Dempsey was one of several senior US officials to travel to Israel in recent weeks, including Obama's national security adviser, Tom Donilon, and the director of national intelligence, James Clapper.

Dempsey infuriated Netanyahu with comments that it is "premature" to launch an attack and that an Israeli assault on Iran would be imprudent and destabilizing, and not achieve Israel's objectives. He also said that Iran is a "rational" player and should be treated as such.

Netanyahu met a group of US senators last week, including John McCain, and complained strongly about Obama administration officials publicly opposing an Israeli strike on Iran.

After the meeting, McCain criticized the White House position. "There should be no daylight between America and Israel in our assessment of the [Iranian] threat. Unfortunately there clearly is some," he said.
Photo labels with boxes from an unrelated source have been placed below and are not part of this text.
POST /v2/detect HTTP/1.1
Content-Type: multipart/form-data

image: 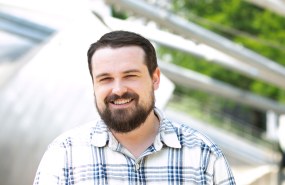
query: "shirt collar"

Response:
[91,108,181,150]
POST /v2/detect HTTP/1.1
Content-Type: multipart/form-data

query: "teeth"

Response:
[114,99,132,105]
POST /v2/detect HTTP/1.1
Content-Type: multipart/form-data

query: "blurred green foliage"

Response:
[159,0,285,103]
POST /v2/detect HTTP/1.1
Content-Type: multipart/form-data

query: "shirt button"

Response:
[136,163,140,171]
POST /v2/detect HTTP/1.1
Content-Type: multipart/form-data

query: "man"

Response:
[34,31,235,185]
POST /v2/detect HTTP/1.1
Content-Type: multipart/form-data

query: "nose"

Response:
[112,81,128,96]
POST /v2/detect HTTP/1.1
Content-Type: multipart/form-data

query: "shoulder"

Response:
[49,120,99,148]
[168,120,223,157]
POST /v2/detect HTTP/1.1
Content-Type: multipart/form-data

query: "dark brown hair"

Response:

McCain described relations between the US and Israel as in "very bad shape right now" saying that differences over Iran have caused "significant tension". He appeared to side with the Israeli position in noting that "there is very little doubt that Iran has so far been undeterred to get nuclear weapons".

Last week, 12 senators sent the president a letter warning that he should not allow Tehran to buy time by engaging in fruitless diplomatic negotiations, expected to begin in the coming weeks. They demanded that Obama insist Iran halt its uranium enrichment program before talks begin.

More than half the members of the Senate have backed a resolution that some see as pressing for an attack in declaring that the White House should not pursue a policy of "containment".

Senator Joe Lieberman, one of the sponsors of the resolution, said it is intended "to say clearly and resolutely to Iran: You have only two choices – peacefully negotiate to end your nuclear program or expect a military strike to end that program."

Critics of the resolution said that it smacks of a congressional authorization for an attack on Iran. That view was reinforced when the sponsors declined a request from some Democrats to amend it to clarify that the resolution did not imply consent for war.

Israeli officials told the Associated Press this week that Israel will not notify the US before an attack on Iran. US officials scoff at the idea that Washington would not know an assault is coming, and the Israeli position may be intended to allow the White House to deny any responsibility.